Here’s a list of some of the most medically questionable and harmful additives in everyday foods:

1.Sodium nitrite
2.BHA & BHT
3.Propyl gallate
4.Monosodium glutamate
5.Trans fats
6.Aspartame
7.Acesulfame-K
8.Food colorings (Blue, Red, Green, Yellow)
9.Olestra
10.Potassium bromate
11.White sugar
12.Sodium chloride (salt)
Since some of these may not be familiar to you, sodium nitrite is a preservative added most commonly to bacon, ham, hot dogs, sandwich meats, and smoked fish. BHA (butylated hydroxyanisole) and BHT (butylated hydroxytoluene) are other preservatives added to foods like cereal, gum, potato chips, and vegetable oils. Propyl gallate is found in meats, chicken soup base, and gum. All of these preservatives have been linked to cancer.
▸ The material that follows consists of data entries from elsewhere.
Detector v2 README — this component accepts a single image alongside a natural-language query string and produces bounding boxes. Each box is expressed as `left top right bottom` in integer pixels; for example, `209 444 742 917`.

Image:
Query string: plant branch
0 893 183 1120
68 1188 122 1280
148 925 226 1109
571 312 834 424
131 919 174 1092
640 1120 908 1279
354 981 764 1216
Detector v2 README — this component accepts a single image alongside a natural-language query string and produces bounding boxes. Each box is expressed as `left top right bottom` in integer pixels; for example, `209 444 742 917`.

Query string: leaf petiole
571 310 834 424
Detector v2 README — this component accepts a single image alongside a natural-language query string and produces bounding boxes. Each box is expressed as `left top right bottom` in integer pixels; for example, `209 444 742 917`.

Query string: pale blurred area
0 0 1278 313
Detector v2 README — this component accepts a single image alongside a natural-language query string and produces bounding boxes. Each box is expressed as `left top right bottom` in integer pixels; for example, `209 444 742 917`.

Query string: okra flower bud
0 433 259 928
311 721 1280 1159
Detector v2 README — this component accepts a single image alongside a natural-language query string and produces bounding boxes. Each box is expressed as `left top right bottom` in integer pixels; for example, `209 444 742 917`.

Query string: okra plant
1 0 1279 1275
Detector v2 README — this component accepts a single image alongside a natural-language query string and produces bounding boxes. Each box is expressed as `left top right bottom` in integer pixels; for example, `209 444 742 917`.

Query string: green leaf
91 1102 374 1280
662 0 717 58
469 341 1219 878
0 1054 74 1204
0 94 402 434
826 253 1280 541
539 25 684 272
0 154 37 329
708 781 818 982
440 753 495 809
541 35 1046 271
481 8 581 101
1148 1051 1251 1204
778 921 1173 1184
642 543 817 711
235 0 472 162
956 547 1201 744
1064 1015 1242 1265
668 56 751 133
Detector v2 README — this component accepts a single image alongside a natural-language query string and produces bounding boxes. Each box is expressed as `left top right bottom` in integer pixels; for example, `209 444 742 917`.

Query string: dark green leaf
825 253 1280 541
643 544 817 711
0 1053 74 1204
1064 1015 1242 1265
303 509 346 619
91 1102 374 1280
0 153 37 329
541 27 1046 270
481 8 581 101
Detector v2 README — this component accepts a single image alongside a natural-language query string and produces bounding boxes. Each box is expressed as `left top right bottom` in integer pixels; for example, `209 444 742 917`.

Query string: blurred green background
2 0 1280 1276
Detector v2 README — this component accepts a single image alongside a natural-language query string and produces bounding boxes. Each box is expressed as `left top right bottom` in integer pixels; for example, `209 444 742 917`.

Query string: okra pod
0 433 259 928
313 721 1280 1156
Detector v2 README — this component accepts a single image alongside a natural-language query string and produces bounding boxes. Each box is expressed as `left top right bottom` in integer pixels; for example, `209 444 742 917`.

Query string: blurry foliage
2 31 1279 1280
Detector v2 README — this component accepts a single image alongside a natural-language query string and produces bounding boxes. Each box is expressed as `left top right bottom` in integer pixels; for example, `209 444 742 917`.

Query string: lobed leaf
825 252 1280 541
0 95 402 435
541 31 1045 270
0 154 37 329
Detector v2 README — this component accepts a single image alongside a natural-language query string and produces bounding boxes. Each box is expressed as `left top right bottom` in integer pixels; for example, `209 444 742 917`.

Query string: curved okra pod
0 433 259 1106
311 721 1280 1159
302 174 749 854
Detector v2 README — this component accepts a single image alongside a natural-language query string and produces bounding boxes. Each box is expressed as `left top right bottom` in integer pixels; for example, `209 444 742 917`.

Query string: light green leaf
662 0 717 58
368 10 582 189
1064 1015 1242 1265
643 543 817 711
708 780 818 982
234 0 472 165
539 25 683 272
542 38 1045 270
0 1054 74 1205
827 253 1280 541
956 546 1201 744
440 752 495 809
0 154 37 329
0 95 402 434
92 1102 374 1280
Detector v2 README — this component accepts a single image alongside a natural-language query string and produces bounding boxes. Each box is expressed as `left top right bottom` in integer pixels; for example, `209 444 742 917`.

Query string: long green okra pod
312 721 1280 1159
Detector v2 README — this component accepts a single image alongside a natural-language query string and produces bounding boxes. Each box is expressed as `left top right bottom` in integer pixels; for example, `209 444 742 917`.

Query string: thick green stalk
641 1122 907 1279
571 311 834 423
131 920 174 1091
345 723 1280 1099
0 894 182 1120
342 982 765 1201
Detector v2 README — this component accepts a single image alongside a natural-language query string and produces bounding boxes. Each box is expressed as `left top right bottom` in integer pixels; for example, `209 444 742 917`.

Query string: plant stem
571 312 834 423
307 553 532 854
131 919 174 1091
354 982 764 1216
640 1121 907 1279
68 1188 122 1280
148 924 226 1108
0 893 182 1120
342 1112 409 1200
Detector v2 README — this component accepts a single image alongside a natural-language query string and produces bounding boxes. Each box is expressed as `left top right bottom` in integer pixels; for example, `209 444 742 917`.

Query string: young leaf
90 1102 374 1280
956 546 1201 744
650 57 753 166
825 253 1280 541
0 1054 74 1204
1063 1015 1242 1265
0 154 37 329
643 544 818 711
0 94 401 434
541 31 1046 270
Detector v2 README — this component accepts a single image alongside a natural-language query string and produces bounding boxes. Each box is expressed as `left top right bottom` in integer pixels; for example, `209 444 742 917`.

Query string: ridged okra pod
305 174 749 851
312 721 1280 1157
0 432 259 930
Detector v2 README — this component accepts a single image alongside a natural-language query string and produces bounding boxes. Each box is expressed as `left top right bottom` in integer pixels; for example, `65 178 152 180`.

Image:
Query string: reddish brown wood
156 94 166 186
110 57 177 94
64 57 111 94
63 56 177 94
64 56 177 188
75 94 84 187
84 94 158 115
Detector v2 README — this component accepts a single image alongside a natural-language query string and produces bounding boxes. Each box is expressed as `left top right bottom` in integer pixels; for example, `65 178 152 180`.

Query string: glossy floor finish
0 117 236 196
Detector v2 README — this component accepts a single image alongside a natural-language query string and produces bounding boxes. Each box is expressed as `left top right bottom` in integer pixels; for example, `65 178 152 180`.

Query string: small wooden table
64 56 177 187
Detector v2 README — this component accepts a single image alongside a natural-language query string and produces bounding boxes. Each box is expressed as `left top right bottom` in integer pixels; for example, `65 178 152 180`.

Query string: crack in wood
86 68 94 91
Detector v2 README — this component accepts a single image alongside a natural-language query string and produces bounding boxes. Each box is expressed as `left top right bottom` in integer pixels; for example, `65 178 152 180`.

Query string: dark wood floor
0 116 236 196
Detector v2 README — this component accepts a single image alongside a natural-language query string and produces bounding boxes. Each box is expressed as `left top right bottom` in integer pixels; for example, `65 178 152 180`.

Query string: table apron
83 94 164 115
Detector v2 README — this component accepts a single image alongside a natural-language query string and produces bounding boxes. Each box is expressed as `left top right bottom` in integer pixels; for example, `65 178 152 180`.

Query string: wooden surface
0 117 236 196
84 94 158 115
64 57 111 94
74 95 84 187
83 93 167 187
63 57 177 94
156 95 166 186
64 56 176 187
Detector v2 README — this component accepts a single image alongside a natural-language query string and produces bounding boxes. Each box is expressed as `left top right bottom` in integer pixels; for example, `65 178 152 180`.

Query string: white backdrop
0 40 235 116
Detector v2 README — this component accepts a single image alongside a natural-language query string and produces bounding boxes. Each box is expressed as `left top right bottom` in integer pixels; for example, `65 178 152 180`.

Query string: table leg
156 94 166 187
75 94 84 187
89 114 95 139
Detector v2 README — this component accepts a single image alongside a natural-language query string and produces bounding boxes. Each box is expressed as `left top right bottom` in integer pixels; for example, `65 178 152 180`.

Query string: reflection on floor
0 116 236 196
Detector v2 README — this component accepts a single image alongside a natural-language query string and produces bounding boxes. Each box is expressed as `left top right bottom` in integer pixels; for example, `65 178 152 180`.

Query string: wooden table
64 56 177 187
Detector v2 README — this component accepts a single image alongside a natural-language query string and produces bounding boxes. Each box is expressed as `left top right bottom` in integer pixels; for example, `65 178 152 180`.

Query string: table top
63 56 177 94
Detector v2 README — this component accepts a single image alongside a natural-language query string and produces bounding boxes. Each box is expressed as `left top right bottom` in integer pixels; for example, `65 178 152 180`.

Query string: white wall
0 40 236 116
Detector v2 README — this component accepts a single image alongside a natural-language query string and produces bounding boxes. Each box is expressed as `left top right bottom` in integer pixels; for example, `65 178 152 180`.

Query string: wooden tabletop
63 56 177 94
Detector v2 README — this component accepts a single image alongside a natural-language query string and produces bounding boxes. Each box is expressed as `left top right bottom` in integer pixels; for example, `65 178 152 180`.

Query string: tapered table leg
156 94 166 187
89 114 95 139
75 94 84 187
Monosodium glutamate (MSG) can cause migraines and other adverse effects. Trans fats are being eliminated from most foods, as the studies linking them to heart disease, strokes, and kidney problems are widely accepted.

Aspartame is an artificial sweetener found in products like NutraSweet and Equal as well as diet foods and soft drinks. And acesulfame-K is a newer sweetener used in soft drinks and some baked goods.

Many food colorings have been banned by the FDA, but some can still be found in foods that require a particular color. Olestra was common for a time in potato chips as an additive that prevented fat from being absorbed in your digestive system. Food colorings have been tied to cancer and Olestra also blocks vitamins from being processed.

Potassium bromate is sometimes added to white flour, breads, and rolls to increase the volume of the products, but it has cancer-causing properties that have prompted some states in America to actually require a label to that effect.

Finally, white sugar and sodium chloride (salt) can be dangerous if not kept to a minimum.